Without being Karajan or Matačić, and despite the difficult conditions of conducting outdoors on a very hot night, Stefano Montanari conducted quite well the excellent orchestra of the Teatro dell'Opera, in the hard balance between irony and melancholy, between joy and languor. The choir directed by Roberto Gabbiani was good.

The high level cast included Nadja Mchantaf (Hanna Glawari), Markus Werba (Danilo Danilowitsch), Andrea Concetti (Mirko Zeta), Hasmik Torosyan (Valencienne), Juan Francisco Gatell (Camille de Rossillon), Marcello Nardis (Raoul De St Brioche), Simon Schnorr (Vicomte Cascada), Roberto Accurso (Bogdanowitsch), Roberto Maietta (Kromow) and Alessio Verna (Pritschitsch).

Markus Werba as Danilo in 'The Merry Widow' at the Circus Maximus in Rome. Photo © 2020 Yasuko Kageyama
Markus Werba as Danilo in The Merry Widow at the Circus Maximus in Rome. Photo © 2020 Yasuko Kageyama

Alongside them are the young talents of Fabbrica: Sara Rocchi (Praskowia), Marianna Mappa (Sylviane) and Angela Schisano (Olga). Finally, the artists of the Rome Opera Choir who give voice to the Grisettes: AgnieszkaJadwiga, Emanuela Luchetti, Claudia Farneti, Stefania Rosai, Silvia Pasini and Marzia Zanonzini.

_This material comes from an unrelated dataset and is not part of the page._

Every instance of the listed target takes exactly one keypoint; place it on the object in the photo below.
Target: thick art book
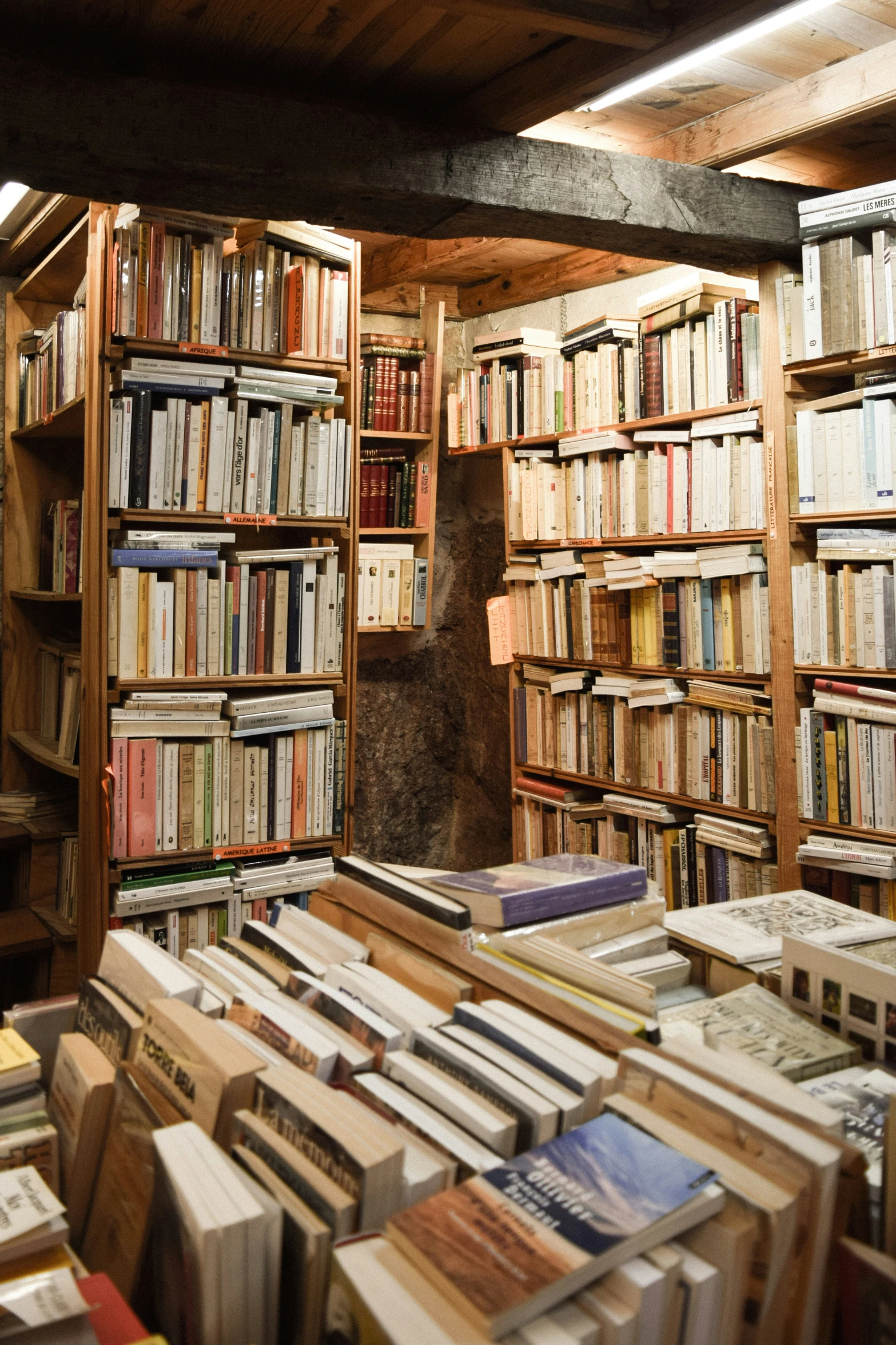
(513, 1242)
(536, 890)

It is worth dwelling on the two leading couples. It is difficult to find an 'absolute' soprano (able to switch easily from lyrical to dramatic tone) and a baritone of agility who can sing, act and dance like Nadja Mchantaf and Markus Werba. Nadja Mchantaf was in the cast of the 2019 production too.

Nadja Mchantaf as Hanna Glawari in 'The Merry Widow' at the Circus Maximus in Rome. Photo © 2020 Yasuko Kageyama
Nadja Mchantaf as Hanna Glawari in The Merry Widow at the Circus Maximus in Rome. Photo © 2020 Yasuko Kageyama

It is also difficult to find a lyrical soprano and a tenor of agility that can also sing, act and dance as Hasmik Torosyan and Juan Francisco Gatell. There was perfect musical and stage action.

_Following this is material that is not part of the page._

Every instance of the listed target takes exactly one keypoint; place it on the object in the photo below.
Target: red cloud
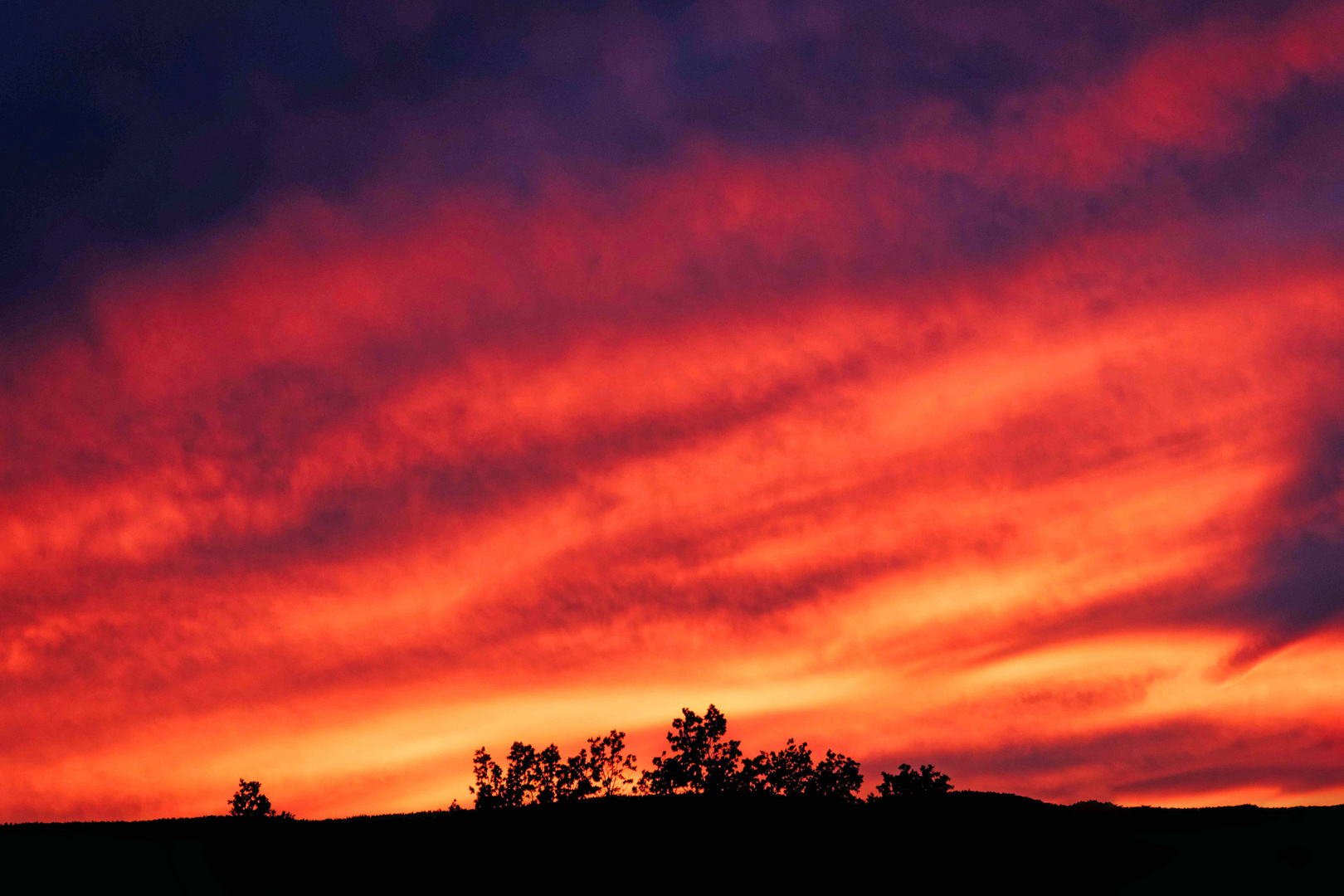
(338, 494)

Nadja Mchantaf as Hanna Glawari in 'The Merry Widow' at the Circus Maximus in Rome. Photo © 2020 Yasuko Kageyama
Nadja Mchantaf as Hanna Glawari in The Merry Widow at the Circus Maximus in Rome. Photo © 2020 Yasuko Kageyama

At the 31 July 2020 premiere, the 1,400 seat theatre was not full: probably some potential audience members were turned away by the original language and the 'concert version'. The ten minutes of sincere applause can be an invitation for other scheduled performances by word of mouth.